Houve uma época do futebol brasileiro e mundial, em que quando se aproximava a copa do mundo e por ocasião dos sorteios das chaves, as diversas seleções classificadas torciam muito para evitar o confronto com a nossa seleção, em contra partida, haviam outras que encontravam no sorteio a ùnica e grande oportunidade de enfrentar o Brasil não por imaginar poder vencer-nos, mas sim pelo prazer e honra de estar na mesma competição e no mesmo campo de jogo competindo com a melhor seleção e os melhores jogadores do mundo sem se preocupar-se com o resultado final.
Hoje, as vésperas do sorteio das chaves, jornais, críticos e tele-jornais, fazem juntos uma corrente quase que desesperada por uma ou outra seleção adversária que supostamente poderia nos facilitar uma classificação a outra fase. Sonhar com um grupo fácil não deveria ser nossa preocupação pois, isto é uma prova de falta de confiança em nosso desempenho, é dar o direito as seleções adversárias mesmo aquelas de menos expressão também não respeitar a nossa capacidade (aliás, isto já vem acontecendo) e tornar ainda mais difícil o que poderia não ser.
O Brasil tem que voltar a ser respeitado e admirado no futebol como sempre foi, já que infelizmente ainda é uma das poucas modalidades que nos resta ser referência.

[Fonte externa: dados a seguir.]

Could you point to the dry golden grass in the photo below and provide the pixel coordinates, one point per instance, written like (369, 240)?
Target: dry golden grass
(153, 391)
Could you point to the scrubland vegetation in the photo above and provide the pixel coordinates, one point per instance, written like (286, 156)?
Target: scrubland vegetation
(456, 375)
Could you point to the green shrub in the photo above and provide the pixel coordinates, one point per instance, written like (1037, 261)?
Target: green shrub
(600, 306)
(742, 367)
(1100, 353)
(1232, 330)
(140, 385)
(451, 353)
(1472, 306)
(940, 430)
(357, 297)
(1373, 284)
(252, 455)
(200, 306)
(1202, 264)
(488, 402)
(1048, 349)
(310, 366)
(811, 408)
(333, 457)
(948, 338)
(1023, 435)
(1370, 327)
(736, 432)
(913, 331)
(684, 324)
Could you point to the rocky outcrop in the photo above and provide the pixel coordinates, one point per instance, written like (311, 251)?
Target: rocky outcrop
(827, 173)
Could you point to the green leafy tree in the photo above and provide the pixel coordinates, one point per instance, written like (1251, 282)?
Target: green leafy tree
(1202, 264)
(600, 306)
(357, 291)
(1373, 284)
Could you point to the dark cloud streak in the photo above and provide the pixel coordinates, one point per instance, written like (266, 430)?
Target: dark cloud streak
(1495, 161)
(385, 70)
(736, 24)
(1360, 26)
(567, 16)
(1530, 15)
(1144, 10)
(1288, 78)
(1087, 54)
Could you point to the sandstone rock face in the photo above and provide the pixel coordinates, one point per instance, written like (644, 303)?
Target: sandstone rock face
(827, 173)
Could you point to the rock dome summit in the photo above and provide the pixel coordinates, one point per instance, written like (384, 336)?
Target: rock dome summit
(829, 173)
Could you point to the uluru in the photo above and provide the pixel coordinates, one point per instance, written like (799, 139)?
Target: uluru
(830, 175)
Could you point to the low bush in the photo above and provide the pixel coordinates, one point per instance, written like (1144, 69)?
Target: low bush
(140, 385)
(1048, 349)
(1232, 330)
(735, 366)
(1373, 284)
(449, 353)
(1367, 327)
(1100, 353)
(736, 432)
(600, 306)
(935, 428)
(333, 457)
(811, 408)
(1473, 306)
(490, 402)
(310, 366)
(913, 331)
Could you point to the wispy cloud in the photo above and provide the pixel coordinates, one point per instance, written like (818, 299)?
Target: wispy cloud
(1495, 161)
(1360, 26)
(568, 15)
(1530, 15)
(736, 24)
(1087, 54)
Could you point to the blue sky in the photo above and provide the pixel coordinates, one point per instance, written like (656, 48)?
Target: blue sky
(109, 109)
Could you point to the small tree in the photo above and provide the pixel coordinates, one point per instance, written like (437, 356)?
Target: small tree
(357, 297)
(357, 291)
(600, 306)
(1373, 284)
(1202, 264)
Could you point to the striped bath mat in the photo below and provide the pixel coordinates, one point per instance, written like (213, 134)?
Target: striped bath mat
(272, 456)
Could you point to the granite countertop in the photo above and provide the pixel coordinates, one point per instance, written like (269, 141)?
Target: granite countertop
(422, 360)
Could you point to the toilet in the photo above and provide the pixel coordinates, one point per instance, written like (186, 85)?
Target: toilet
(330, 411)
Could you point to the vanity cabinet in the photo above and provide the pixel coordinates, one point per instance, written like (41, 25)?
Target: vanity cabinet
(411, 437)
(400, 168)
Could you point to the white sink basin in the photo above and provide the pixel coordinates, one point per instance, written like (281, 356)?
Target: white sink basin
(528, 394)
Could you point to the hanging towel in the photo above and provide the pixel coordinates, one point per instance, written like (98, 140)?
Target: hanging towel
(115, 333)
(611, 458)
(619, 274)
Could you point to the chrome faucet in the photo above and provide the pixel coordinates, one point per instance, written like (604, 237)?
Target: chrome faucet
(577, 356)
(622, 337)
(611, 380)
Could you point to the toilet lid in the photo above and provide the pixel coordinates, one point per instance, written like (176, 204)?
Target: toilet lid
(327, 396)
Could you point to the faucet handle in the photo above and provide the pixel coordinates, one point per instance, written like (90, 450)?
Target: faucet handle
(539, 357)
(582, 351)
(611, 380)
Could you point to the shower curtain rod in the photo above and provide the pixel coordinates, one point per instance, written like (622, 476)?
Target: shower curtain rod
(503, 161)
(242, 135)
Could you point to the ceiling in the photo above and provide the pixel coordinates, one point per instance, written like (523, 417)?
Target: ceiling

Parabéns ao nosso voley e suas brilhantes conquistas, seja muito bem-vindo mas, o Brasil é o país do futebol.
já vivemos enganados em nossos direitos, em nossa digindade, em nossa qualidade de vida, agora por favor nos poupem de tentar nos ludibriar naquilo que ainda sabemos fazer bem.
O Brasil em seu grupo na primeira fase de disputa da copa, tem a obrigação de tornar o mais difícil da competição aos adversários pois, deve ser o único ou um dos, onde disputa-se uma vaga a menos a passar para outra fase, ficando garantida nossa vaga independente dos demais componentes da chave.
Ou fazemos devidamente a manutenção do nosso status de grande seleção, de sempre favorita ao título em quaisquer competição que participamos, ou em pouco tempo estaremos sim tendo motivos para estar preocupados com adversários tão medíocres que não haverá dados anteriores destes que nos possa servir de análise.
Temos que deixar com a máxima urgência de europerizar a nossa maneira de jogar, "descariocar" a entidade, de servir de laboratório para a formar treinador, de sofrer interferências de dirigentes e patrocinadores, de usar a C.B.F. e a Seleção Brasileira de futebol como maneira de auto-promoção e de atender interesses pessoais e de empresas. Temos que torná-la realmente brasileira e de todos nós.
Continuaremos a torcer sim pelo sucesso da nossa seleção como sempre fizemos, mas não nos deixaremos ser enganados com resultados óbvios ou, por uma euforia contagiante atirada sobre nós pela Globo da C:B:F ou, C:B:F da Globo...
"Só existem os fracos, se existirem os fortes"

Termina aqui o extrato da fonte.